Every Kid in a Park is a White House youth initiative that gives every fourth grader in the United States, along with their families, free passes to visit all federally-owned lands and waters, including the national parks. The Richmond program is a collaboration between UC Berkeley’s California Outdoor Engagement Coalition, the National Park Service, the Rosie the Riveter Trust, the West Contra Costa Unified School District and Groundwork Richmond, a network dedicated to promote environmental, economic and social well-being in Richmond. Their aim is to bring 1,200 kids from schools in Richmond and San Pablo to the Rosie the Riveter park over the next few months.
“We want to orient the kids to what the federal properties are all about and what the National Park Service is all about,” said Sue Fritzke, the deputy superintendent for the Rosie the Riveter park. “The National Park Service is turning 100 years old this year, and this is all part of the centennial initiative and celebration to try and bring people, and get them familiar with what we have to offer.”

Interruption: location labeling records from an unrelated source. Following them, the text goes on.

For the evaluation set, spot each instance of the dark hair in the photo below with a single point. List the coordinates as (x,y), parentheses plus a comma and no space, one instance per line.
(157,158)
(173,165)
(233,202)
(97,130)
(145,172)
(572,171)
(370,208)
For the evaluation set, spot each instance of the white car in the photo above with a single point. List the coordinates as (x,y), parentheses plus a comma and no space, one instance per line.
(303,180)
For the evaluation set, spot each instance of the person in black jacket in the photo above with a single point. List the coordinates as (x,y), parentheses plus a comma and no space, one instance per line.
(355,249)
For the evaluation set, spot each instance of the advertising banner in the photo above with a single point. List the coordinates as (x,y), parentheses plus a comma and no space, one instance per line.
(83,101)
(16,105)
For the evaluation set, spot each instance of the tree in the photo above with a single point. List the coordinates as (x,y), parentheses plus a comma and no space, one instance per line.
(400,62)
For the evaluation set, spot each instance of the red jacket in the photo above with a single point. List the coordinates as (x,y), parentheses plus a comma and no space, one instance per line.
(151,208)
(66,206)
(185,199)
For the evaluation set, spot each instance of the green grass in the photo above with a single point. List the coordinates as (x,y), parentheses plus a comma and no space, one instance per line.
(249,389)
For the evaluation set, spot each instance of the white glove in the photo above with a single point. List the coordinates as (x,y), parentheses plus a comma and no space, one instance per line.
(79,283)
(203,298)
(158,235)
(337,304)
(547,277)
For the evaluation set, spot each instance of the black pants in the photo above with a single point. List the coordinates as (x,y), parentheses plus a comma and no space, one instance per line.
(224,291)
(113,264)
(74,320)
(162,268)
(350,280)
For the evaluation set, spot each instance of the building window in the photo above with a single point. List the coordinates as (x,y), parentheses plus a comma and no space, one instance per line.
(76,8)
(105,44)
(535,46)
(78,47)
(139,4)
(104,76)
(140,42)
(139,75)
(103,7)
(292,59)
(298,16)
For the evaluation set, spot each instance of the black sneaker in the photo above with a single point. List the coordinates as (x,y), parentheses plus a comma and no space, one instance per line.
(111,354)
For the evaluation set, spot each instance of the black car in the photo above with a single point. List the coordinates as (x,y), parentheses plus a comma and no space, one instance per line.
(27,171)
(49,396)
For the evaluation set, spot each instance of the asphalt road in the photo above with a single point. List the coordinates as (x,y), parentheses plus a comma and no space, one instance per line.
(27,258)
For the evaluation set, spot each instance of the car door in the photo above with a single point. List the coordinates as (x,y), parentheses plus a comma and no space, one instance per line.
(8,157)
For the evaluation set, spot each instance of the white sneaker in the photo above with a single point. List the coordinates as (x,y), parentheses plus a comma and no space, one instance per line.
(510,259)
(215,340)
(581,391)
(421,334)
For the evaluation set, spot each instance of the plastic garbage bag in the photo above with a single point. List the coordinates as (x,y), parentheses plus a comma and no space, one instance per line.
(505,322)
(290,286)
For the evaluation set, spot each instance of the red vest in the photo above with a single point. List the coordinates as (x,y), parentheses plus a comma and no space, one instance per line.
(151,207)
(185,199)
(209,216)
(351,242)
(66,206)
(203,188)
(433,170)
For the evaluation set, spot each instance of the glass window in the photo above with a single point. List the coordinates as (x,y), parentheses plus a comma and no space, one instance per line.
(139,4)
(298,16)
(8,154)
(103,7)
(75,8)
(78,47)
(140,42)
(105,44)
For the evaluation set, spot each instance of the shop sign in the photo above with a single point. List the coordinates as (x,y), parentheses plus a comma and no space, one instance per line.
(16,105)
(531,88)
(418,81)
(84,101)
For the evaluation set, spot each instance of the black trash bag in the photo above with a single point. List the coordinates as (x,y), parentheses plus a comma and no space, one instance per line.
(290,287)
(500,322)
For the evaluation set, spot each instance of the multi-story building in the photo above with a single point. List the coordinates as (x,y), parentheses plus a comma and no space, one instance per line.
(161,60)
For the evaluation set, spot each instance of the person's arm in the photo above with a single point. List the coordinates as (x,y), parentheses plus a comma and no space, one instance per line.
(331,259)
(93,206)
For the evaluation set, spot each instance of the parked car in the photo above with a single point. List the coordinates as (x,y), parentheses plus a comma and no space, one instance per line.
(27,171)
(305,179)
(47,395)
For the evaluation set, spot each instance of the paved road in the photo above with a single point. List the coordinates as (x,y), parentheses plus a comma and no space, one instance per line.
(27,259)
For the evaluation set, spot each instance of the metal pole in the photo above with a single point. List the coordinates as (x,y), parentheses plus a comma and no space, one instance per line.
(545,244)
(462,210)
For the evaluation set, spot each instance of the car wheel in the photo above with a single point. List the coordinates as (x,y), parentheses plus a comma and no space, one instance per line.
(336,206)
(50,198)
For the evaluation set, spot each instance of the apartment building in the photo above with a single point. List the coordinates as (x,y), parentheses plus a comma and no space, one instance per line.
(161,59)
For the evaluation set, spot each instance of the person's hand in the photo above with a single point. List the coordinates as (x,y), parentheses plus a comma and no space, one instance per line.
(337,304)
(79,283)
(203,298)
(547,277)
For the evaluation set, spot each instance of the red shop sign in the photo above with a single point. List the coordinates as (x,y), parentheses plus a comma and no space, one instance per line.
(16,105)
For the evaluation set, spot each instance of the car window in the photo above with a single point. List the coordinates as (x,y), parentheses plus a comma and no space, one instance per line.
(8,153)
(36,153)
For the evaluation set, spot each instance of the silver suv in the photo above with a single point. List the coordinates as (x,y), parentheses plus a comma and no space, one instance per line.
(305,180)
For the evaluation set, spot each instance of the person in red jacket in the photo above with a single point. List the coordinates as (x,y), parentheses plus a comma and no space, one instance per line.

“It’s a program that we are very every excited about,” said Marsha Mather-Thrift, the executive director of Rosie the Riveter Trust, the non-profit organization established to preserve the historic resources of the park. “We have always wanted to bring school groups to the park ever since we opened the visitor’s center. So our goal is to fund this program every year, because we’d like to support what the parks are doing. It’s also an effort to make every single fourth grader in the United States feel like the national parks belong to them.”
Mather-Thrift also believes that there is a great educational value in the program. For Richmond specifically, she said, the lessons about World War II learned at the park will be particularly relevant to the fourth graders, as it will complement the local history that the students are studying.
“In addition, because we are a national park, they are also studying the planet and climate and looking at how people came together at WWII, and looking at how we are able to overcome enormous challenges,” said Mather-Thrift. “We are trying to inspire them to protect the planet for the future.”
The program is also meant to increase awareness of what the park is about and increase the number of visitors. Fritzke said that most people in Richmond have no idea that they have a national park right at their doorstep. “Most of the kids here have never even walked the Bay Trail. They don’t even know about some other properties that we have here in Richmond that tell an amazing history for what Richmond was all about during World War II and how it has continued to grow since then,” she said.
As the fourth graders were finishing their walk along the Bay Trail, one last surprise awaited them. Marshawn Lynch, the former running back for the Buffalo Bills and Seattle Seahawks, better known as “Beast Mode,” made an appearance at the center to interact with the kids and encourage them to visit the parks.
When asked for an interview for Richmond Confidential, Lynch, who grew up in Oakland and has never been fond of talking to the media, simply said, “I am confidential.”